The stories written after the heart attack, after the India book, after meeting Sandy- the girl in the woods, evening on the plaza, a Maxfield Parrish sky, the sandwich shop, and many of the other stories posted on this Substack—were written in passing creative bursts. I wrote the more recent stories setting myself a 500-word quota for each day. Five hundred good words, so that every day I wrote some nonsense but crossed it out and kept what worked. At least 500 good words. My quota came from something I read in a biography of V. S. Naipaul. He set himself that quota, realizing that over time it mounts up, and of course his productivity bears this out.
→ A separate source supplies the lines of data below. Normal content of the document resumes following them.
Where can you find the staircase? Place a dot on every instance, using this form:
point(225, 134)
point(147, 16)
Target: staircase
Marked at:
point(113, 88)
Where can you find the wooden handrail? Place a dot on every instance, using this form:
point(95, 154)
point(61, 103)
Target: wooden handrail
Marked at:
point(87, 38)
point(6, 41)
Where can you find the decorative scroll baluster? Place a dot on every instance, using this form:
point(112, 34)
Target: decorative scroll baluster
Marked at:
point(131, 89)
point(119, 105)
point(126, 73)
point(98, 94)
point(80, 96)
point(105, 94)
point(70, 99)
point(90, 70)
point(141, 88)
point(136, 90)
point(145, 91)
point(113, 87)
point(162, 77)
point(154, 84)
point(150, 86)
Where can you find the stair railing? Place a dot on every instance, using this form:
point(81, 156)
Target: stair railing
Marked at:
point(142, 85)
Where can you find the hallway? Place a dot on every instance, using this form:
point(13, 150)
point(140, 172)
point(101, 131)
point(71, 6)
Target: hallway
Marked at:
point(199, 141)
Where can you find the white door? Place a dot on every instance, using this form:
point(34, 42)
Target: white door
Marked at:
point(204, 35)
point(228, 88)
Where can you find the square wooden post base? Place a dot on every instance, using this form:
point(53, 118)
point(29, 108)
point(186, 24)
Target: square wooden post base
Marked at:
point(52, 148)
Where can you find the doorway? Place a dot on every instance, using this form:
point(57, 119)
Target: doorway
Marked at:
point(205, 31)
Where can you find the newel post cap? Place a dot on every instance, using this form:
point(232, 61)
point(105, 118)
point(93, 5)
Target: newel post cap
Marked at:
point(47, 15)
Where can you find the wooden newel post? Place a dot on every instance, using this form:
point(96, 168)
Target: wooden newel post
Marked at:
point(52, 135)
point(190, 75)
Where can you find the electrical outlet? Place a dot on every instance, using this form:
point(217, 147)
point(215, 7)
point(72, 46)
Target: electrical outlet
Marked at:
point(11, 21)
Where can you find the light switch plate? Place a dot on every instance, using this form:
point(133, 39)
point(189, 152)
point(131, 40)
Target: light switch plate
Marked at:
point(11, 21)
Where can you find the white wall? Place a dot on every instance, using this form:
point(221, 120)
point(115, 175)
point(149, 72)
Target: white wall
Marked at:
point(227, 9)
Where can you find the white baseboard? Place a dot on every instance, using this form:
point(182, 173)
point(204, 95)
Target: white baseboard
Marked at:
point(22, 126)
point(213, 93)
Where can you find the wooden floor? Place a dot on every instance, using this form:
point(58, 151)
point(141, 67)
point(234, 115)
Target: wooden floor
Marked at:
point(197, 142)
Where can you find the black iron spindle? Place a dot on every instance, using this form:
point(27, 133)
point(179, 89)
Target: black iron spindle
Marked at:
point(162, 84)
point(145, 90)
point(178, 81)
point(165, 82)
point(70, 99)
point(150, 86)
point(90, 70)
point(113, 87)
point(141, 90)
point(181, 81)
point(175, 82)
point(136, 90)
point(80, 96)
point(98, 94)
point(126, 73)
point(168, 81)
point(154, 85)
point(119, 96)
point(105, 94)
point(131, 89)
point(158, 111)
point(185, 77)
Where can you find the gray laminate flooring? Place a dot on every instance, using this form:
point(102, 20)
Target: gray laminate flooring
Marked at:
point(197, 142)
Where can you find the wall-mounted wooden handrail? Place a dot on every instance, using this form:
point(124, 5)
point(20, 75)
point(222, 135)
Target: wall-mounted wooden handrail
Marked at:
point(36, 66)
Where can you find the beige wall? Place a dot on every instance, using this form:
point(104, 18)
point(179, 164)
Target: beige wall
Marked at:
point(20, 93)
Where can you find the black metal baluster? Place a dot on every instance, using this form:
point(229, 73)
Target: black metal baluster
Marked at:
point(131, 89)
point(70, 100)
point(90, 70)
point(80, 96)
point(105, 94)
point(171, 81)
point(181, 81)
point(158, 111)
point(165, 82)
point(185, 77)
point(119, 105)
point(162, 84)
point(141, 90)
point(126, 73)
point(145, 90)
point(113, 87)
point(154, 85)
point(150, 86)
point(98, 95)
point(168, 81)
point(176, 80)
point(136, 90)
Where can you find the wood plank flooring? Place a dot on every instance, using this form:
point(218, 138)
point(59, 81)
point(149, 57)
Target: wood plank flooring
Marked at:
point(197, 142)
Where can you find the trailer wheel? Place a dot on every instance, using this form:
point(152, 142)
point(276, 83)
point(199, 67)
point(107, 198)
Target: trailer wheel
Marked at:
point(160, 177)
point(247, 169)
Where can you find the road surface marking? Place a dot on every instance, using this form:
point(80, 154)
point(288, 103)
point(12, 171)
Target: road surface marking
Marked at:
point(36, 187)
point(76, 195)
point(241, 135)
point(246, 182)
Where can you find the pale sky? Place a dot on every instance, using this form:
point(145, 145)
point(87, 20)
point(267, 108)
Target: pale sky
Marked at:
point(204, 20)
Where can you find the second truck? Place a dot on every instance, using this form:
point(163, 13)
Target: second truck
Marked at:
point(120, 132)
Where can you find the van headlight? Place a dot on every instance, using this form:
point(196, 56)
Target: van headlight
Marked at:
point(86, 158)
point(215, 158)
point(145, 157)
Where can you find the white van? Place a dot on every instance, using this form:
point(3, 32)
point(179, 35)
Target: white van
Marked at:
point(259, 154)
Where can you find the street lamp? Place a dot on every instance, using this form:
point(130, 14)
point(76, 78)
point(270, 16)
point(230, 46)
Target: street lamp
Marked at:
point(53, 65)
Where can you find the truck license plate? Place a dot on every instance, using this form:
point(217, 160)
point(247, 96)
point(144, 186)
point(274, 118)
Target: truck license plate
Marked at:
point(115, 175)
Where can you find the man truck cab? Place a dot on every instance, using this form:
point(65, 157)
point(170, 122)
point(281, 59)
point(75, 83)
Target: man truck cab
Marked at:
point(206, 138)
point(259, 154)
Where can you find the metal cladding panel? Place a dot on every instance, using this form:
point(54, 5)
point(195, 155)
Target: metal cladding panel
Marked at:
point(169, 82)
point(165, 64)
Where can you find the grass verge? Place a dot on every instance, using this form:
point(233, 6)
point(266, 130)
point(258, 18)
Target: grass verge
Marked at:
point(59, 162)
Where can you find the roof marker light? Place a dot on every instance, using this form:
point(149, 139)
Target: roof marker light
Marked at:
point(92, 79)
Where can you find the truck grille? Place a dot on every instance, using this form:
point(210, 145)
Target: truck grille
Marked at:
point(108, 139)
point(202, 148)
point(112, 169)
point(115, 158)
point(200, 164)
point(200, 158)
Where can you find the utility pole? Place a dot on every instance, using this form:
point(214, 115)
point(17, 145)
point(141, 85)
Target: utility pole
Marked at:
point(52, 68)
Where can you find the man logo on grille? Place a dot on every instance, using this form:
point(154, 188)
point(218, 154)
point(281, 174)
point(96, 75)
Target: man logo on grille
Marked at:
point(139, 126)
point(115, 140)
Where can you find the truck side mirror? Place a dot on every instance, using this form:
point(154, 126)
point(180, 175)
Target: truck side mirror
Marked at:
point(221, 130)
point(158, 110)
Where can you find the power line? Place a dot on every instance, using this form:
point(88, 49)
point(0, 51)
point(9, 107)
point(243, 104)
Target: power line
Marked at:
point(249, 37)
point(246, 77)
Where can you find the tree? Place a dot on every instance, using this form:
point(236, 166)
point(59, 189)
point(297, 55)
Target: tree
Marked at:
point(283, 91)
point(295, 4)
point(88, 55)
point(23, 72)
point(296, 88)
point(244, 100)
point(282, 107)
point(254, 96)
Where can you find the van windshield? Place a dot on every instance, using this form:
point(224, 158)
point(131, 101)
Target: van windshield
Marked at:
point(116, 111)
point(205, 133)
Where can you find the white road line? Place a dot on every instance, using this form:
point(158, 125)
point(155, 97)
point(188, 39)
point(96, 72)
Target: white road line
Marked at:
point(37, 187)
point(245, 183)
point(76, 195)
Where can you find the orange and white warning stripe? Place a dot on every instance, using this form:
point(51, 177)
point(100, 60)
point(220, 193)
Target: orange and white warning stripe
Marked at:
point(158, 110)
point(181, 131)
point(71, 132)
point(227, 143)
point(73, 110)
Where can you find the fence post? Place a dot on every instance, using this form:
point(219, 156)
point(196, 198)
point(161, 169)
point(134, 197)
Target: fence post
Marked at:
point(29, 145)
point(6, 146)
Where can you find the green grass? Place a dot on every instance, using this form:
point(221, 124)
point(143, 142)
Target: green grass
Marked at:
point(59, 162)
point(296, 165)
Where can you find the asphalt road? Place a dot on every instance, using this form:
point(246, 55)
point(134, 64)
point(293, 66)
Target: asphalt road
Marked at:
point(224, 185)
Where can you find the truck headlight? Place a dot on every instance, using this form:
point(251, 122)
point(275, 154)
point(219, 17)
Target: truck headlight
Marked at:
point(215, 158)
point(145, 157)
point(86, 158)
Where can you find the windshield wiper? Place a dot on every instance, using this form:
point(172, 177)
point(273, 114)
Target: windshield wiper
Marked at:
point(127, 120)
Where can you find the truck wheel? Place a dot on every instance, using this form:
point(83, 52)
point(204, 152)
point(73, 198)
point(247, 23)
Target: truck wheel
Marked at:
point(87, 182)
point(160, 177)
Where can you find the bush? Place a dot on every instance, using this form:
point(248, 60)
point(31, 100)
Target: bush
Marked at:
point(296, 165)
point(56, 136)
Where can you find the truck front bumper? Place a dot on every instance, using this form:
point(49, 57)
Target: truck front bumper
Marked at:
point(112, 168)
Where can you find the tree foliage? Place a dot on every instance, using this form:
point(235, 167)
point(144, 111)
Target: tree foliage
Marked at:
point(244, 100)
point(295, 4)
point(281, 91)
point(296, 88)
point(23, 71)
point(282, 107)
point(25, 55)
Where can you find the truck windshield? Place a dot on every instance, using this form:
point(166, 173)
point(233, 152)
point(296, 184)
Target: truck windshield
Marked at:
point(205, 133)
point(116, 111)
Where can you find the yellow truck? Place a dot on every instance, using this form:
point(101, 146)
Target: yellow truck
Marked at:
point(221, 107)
So, having one of my bursts, I’d sit down and write to my quota and, if the words flowed, I’d come out with more. I’d sometimes run off in a tangent that had to be ditched. Other times I’d get stuck and sit there looking out into space before pushing on. More often than I expected, the ideas came faster than I could keep up with them, and I’d end the day with seven or eight hundred good words. In the afternoon, when I transferred handwriting to the laptop, I made changes that would be further changed as I revised and revised and revised. One funny thing I just had to learn to trust was that somehow or another I always seemed to know when the rough draft was finished. Bang! That’s it. Go read it to Sandy. After that, send it to the irascible Mark, my first reader, who always makes me revise it some more.
This is great. I love it.
It all begins when I have, say, five weeks clear. I’d been working hard doing those jobs that pay actual money, and now I’d come to a break and had time to write. Great. Every morning I’d traipse down the sidewalk to stand in line for my dark roast and butter croissant, then settle in with my notebook. I wrote longhand in the morning, typed in the afternoon, and then went to bed at night thinking just a little bit about my story, seeding my imagination but not pushing it.
What a life! I’d make fun of myself as the most famous obscure writer in my neighborhood. Everybody knows me. In the time I buy myself for these bursts, I may produce three, maybe four, new stories, and then I will be ready for another one. I still have time. I’ve figured out how to keep going, and by the end of the year I imagine I will have 25 new stories at this rate.
But there’s a problem.
It always happens.
I get a message from my brain. It’s relayed from that same place that tells me when the rough draft is finished, and it’s telling me now that my creative burst is over.
“Go do other stuff,” it tells me and it’s always right.
I have no new idea for a story. It’s time to re-charge, and it’s an awful feeling, because maybe I’ll never have another idea again. The well may have now dried up for good.
That’s my creative process. I have to take a rest. After awhile, I can get myself going again. I have ways of doing that, but not right away. It sounds a little artsy fartsy, but it has made me reasonable productive, and for that I am grateful.
Confirming my calling and knowing who I want next to me while I follow it, grounding me in love and work, has given me the clarity I need.
I can wait for the next burst.
I love the "burst" explanation, and I understand. If or when I am writerly inspired, I will compare it to designing clothes. For me, if that surge of inspiration is not there, try as I might, my results are worthless. I look forward to your next bursts!